You can screw and unscrew a light bulb, but you can't unscrew a woman.
A man robs a bank and asks a woman, "Did you see that?"
She says, "Yes." So the man shoots her.
He leaves the bank and sees a couple. He asks, "Did you see that?" The husband said, "No, but my wife did!"
Did you hear about the woman who broke up with the man who had a small penis?
When his friends ask how he’s doing, he said, “I wasn’t that into her.”
Why is there no woman on the moon?
Because it doesn't need to be cleaned.
The first thing a man looks at in a woman, is her heart.
The fact that her breasts block the view is not her fault.
Why is it everyone wants to rub a pregnant woman's stomach but never the man's balls where the baby actually came from and the real ones that deserve the congratulations?
Three ladies were on a flight when suddenly the captain announced, "Please prepare for a crash landing."

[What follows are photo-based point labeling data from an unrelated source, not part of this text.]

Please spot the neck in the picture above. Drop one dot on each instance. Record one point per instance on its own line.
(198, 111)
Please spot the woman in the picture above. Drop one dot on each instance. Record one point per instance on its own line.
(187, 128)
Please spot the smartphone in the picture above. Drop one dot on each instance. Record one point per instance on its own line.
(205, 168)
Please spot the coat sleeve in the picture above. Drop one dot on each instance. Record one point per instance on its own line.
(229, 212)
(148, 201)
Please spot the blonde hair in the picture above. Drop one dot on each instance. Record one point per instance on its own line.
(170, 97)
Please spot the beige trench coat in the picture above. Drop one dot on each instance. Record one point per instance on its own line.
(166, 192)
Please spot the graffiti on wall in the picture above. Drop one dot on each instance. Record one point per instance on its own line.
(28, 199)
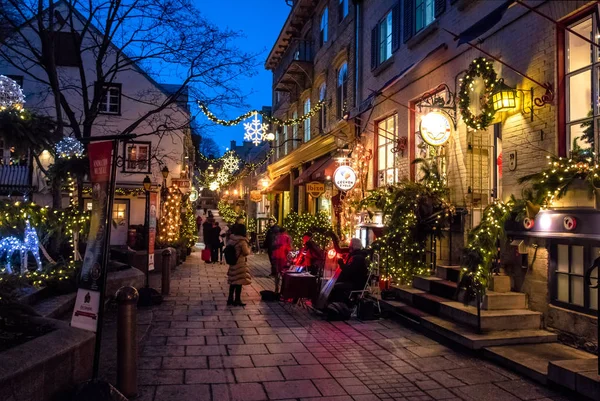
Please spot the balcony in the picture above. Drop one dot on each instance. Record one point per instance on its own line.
(294, 71)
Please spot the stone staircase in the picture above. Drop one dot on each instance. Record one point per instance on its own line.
(509, 333)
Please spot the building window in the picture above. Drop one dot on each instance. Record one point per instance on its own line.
(110, 99)
(342, 91)
(294, 129)
(387, 132)
(582, 65)
(137, 157)
(343, 9)
(568, 265)
(307, 121)
(66, 49)
(324, 23)
(323, 109)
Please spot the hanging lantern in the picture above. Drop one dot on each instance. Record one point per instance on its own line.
(504, 97)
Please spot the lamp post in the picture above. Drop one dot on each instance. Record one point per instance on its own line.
(145, 294)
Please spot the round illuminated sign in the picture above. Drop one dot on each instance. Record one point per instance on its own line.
(435, 128)
(344, 178)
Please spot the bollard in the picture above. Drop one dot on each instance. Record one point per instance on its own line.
(127, 298)
(166, 273)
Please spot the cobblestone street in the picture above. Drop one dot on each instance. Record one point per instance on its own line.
(200, 349)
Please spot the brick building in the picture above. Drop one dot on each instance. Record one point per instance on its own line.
(402, 58)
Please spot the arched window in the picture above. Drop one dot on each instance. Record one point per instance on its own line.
(342, 90)
(324, 23)
(307, 121)
(323, 110)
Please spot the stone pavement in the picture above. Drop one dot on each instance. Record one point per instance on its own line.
(200, 349)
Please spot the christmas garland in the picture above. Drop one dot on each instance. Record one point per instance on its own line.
(484, 69)
(273, 120)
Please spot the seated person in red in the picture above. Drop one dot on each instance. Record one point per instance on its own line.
(354, 273)
(311, 256)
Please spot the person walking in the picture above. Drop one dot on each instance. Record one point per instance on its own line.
(280, 253)
(238, 274)
(270, 244)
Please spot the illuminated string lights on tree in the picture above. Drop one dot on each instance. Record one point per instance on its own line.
(273, 120)
(255, 130)
(69, 147)
(11, 94)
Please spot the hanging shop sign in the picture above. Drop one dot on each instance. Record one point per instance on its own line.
(315, 189)
(435, 128)
(344, 178)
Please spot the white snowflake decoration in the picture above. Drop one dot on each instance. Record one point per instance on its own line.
(231, 163)
(255, 130)
(11, 94)
(69, 147)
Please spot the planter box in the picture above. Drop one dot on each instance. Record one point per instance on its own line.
(50, 365)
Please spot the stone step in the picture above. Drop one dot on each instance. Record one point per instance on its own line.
(509, 319)
(532, 360)
(468, 338)
(579, 375)
(450, 273)
(423, 283)
(504, 300)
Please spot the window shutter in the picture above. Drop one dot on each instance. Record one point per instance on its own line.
(409, 19)
(374, 46)
(396, 27)
(440, 7)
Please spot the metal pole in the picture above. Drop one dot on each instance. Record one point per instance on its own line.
(105, 255)
(127, 298)
(166, 273)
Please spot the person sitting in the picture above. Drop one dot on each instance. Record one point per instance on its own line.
(354, 273)
(311, 256)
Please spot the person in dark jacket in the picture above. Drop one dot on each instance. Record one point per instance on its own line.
(270, 244)
(354, 273)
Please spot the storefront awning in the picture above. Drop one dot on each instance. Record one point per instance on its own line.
(306, 174)
(281, 184)
(325, 170)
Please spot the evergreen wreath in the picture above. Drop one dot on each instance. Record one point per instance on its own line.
(479, 67)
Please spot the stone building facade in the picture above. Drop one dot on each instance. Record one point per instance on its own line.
(402, 55)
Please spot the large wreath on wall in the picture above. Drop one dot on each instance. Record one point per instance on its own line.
(484, 69)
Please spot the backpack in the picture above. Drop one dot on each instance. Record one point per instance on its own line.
(231, 256)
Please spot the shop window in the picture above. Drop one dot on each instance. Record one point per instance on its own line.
(324, 27)
(342, 9)
(387, 132)
(137, 157)
(342, 90)
(323, 109)
(110, 99)
(306, 124)
(582, 65)
(568, 265)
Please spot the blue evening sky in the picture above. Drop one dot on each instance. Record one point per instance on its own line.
(260, 21)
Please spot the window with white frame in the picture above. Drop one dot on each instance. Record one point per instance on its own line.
(324, 26)
(387, 132)
(424, 13)
(582, 65)
(568, 264)
(323, 109)
(110, 99)
(342, 90)
(307, 120)
(342, 9)
(137, 157)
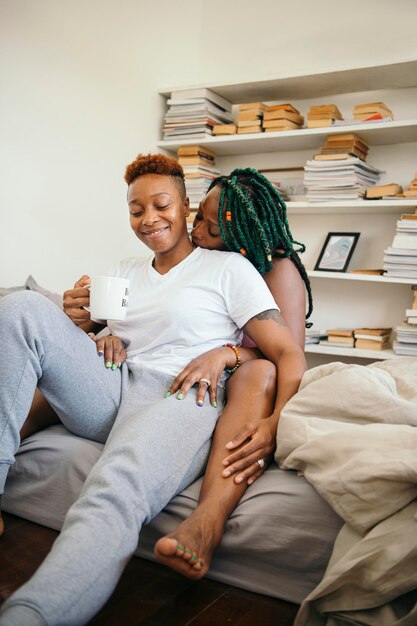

The first lady put on all her jewelry. Surprised by this, the other ladies questioned her actions. The first lady replied, "Well, when they come to rescue us they will see that I am rich and will rescue me first." The second lady, not wanting to be left behind, began to take off her top and bra. "Why are you doing that?" the other ladies questioned. "Well, when they come to rescue us, they will see my great tits and will take me first." The third lady who was African, not wanting to be outdone, took off her pants and panties. "Why are you doing that?" the other ladies questioned. "Well, they always search for the black box first."
Why did the policeman rape the woman? Because he thought rapists wouldn't be attracted to non-virgins.
Why did the pervert sing "Gucci Gang"?
Because a woman just gave him a lil pump.
NSFW Why can't women ever tell men where the clitoris is?
'Cause it's a place to eat.
Why do women wear panties with flowers on them?
In loving memory of all the faces that have been buried there.
How do you embarrass an archaeologist?
Give him a tampon and ask him what period it came from.
How does a woman scare a gynecologist?
By becoming a ventriloquist.
Woman: A woman’s life is harder, there is menstruation, periods, birth...
Man: Men have to deal with women.
What is the fastest way to spread a rumor?
Telephone? No.
Television? No.
How then? Tell a woman!
What do you call a woman in a fighter jet to the right of the president?
An escort.
Surveys show that 80% of women who wear yoga pants never do yoga.
And 100% of men don’t care.
What should you do if your girlfriend starts smoking?
Tell her to slow down and use lubricants.
My girlfriend asked me to name all the women I've slept with. I probably should've stopped when I got to her.
The real reason women are always cold is because they’re not in front of a stove or an oven. So, naturally, when they leave the habitat, they need to have two blankets.